Amanecer de Junio de 8064
Aquel pellejo casi dibujado entre el término del suelo y el comienzo de la pared parecía un espectro humano.
Hube de quedarme a su lado para verlo terminar su condena. El no me vería nunca.
Samin, criminal de lesa humanidad tenía seco hasta el aliento. Seca la mirada. Seca la lengua. Seca la vida. Lo habían querido liberar porque a determinadas personas les parecía injusto que recibiera tanta condena por sus crímenes. Lo tuvieron que ocultar. Se volvió tan inaccesible como el fuerte Knox. Otros quisieron ejecutarlo y hasta lanzaron explosivos contra los muros de la prisión donde primitivamente estuvo recluído. Lo mudaron. Se convirtió en el símbolo de la punición.

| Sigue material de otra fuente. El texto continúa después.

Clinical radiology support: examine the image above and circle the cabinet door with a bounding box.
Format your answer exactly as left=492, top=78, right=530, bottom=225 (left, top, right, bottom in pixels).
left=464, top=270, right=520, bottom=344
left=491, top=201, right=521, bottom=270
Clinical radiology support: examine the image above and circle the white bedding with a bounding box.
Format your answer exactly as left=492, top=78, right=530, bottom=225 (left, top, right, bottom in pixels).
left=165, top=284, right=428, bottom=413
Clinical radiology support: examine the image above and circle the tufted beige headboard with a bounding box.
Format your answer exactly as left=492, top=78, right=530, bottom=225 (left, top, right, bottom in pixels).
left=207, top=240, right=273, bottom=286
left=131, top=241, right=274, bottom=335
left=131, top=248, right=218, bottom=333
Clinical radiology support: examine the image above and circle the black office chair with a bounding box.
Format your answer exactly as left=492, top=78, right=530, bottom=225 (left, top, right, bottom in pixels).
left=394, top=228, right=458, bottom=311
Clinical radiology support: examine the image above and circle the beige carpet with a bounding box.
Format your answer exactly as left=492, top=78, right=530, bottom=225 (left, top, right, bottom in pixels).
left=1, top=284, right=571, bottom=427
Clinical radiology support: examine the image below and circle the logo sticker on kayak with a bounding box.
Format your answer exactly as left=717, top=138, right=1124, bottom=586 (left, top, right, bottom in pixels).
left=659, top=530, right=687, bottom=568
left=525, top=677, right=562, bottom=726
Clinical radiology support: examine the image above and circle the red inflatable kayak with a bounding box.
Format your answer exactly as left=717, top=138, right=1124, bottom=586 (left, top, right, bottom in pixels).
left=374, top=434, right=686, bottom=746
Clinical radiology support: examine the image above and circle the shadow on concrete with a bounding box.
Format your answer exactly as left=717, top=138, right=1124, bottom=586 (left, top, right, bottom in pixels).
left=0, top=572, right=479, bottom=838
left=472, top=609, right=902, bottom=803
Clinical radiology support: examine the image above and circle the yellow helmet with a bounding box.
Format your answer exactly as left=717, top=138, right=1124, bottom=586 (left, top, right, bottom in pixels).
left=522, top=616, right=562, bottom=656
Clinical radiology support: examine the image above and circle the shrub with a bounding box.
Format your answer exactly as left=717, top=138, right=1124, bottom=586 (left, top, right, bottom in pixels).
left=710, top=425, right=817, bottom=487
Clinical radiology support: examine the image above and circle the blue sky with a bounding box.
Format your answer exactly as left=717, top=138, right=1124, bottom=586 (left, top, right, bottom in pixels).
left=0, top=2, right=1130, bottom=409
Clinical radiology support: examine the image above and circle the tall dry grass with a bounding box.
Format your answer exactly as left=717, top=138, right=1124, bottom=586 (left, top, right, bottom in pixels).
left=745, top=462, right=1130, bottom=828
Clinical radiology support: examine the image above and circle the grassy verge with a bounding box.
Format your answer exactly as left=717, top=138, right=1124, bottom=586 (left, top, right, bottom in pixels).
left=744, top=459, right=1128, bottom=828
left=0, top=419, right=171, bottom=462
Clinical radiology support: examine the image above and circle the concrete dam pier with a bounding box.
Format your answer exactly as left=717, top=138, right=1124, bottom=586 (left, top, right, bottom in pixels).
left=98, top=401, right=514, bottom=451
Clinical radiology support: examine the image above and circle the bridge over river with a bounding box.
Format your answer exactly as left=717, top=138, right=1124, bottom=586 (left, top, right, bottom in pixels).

200 vidas por 33 años de prisión sin atenuantes. Y no es que se tasaran las vidas en esos valores, sino que era lo fijado por las leyes de ese tiempo.
Al comienzo se azotó contra las paredes intentando huir aunque sea suicidándose, los muros acolchados no se lo permitieron. Luego la falta de visibilidad y el silencio lo volvieron ensimismado y meditativo. Asumió una cómoda pose contra la pared junto al ventanuco por donde entraba su ración, y vegetó.
Lo poco que ingería le era suficiente para subsistir. Ultimamente recibía una dosis diaria exacta en peso y medida de una pasta sustanciosa y nutritiva, expendida a máquina.
No llegaba a excitar su motilidad intestinal, pues lo que comía lo asimilaba en plenitud. Ya no defecaba ni orinaba, quedaba por entero en su interior.
Atrás habían quedado el papeleo, las discusiones con abogados, representantes y gobernantes. Todo se diluyó con los años, es decir con las centurias. Al cabo de seis mil años se pierde la noción de tiempo y espacio. Hasta los recuerdos había gastado.
Un día la puerta se abrió. (Yo como autor sé que había transcurrido su tiempo de condena). No había nada ni nadie por los alrededores que pudiera afirmarlo. Ni un calendario, un reloj...
Algún sofisticado mecanismo hizo ceder los goznes de la gruesa puerta blindada.
Afuera estaba menos oscuro que en el interior, pero un cielo plúmbeo, entristecía con su opacidad. Algo extraño había en el aire que todo lo espesaba. Una profunda nostalgia hacía el día más quejumbroso. Avizoró el continente desde lo alto del monte y hacia el horizonte se veía la tierra cubierta de una blancura espectral. El cielo de gris amenazaba con su presencia .
Samin también era una sombra, volvió hacia la máquina y se sentó a su lado. Tal vez la caridad humana hubiera realizado el milagro de que tuviera en sus entrañas algún excedente alimenticio. Por otra parte vana esperanza de quien no había tenido entrañas de misericordia en su acto terrorista.
Desesperado atacó la carcaza de la productora de alimentos tal como se solía hacer en el siglo XXI, pero su avanzada tecnología no respondía a los impactos de puños y pies. Golpeó enfurecido hasta el cansancio.
Con el paso de los días comenzó a languidecer. Sobrevivió gracias al hielo que lamió, ese que todo lo cubría. Al cabo de una angustiante semana, un eco metálico se dejó oir dentro de la expendedora alimenticia. Lo sintió rodar y rebotar en forma continua durante varios minutos prolongados cruelmente por la ansiedad. La debilidad lo adormecía. Samin se despertó de su sopor, vio una puertecilla abrirse y caer a sus pies un bolo grisáceo, reconocible a la vista o al tacto inclusive, como una granada de mano.
Se acercó tambaleante, misericordia! deseaba.
La tomó entre sus manos, misericordia!, anhelaba.
Tiró del seguro, misericordia!, lloraba.
Se acostó encima de ella, misericordia!, gemía.
Pero no estalló. Y misericordia, no hubo.